A .44/40, the museum’s 1873 was manufactured in 1884. Winchester’s first rifle was the Model 1866, basically an improved and modified version of the Henry rifle that saw combat as a Union arm late in the Civil War. The Model 1873 came next. Basically a modified and improved Model 1866, (with an iron or steel frame rather than the 1866's brass frame), the 1873 was chambered for the .44/40 cartridge which, while essentially a pistol round, was substantially more powerful than the Henry and Model 1866's .44-caliber rimfire. (Later, it was also produced in .38/40 and .32/20.)

While “The Gun That Won the West” tag is commonly associated with the Model 1873, it was actually a clever advertising ploy that was not used by Winchester until well into the 20th century.
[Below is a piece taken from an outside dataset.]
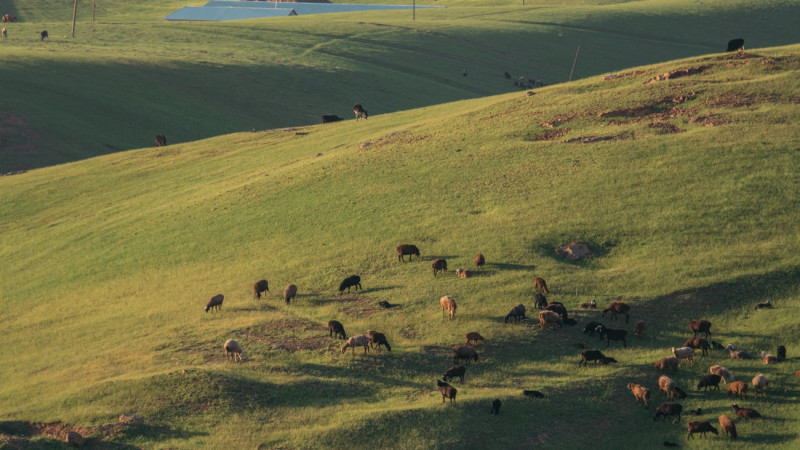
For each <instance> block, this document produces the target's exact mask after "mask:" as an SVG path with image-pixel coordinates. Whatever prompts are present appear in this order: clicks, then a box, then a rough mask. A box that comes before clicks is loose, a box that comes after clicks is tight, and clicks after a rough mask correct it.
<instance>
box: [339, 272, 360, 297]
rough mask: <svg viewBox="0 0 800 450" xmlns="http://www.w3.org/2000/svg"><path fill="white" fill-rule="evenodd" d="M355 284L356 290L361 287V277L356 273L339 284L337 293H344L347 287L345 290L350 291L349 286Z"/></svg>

Though the standard Model 1873 was produced in three basic variations - a long rifle fitted with a 24-inch barrel, a 20-inch barrel carbine, and a musket designed for the military market with a full-length stock - Winchester’s practice was to make individual special-order rifles according to customers’ specifications, including non-standard barrel and magazine lengths, engraving, and special stocks.

                  

Over 720,000 Model 1873s were manufactured; production ceased in 1923. The museum’s 1873 is now on display as part of its “Cattle Ranchers and Sheep Herders” exhibit.

The museum is located in Green River at 3 E. Flaming Gorge Way. Hours are Tuesday through Saturday, 9:00 AM to 5:00 PM, and admission is free.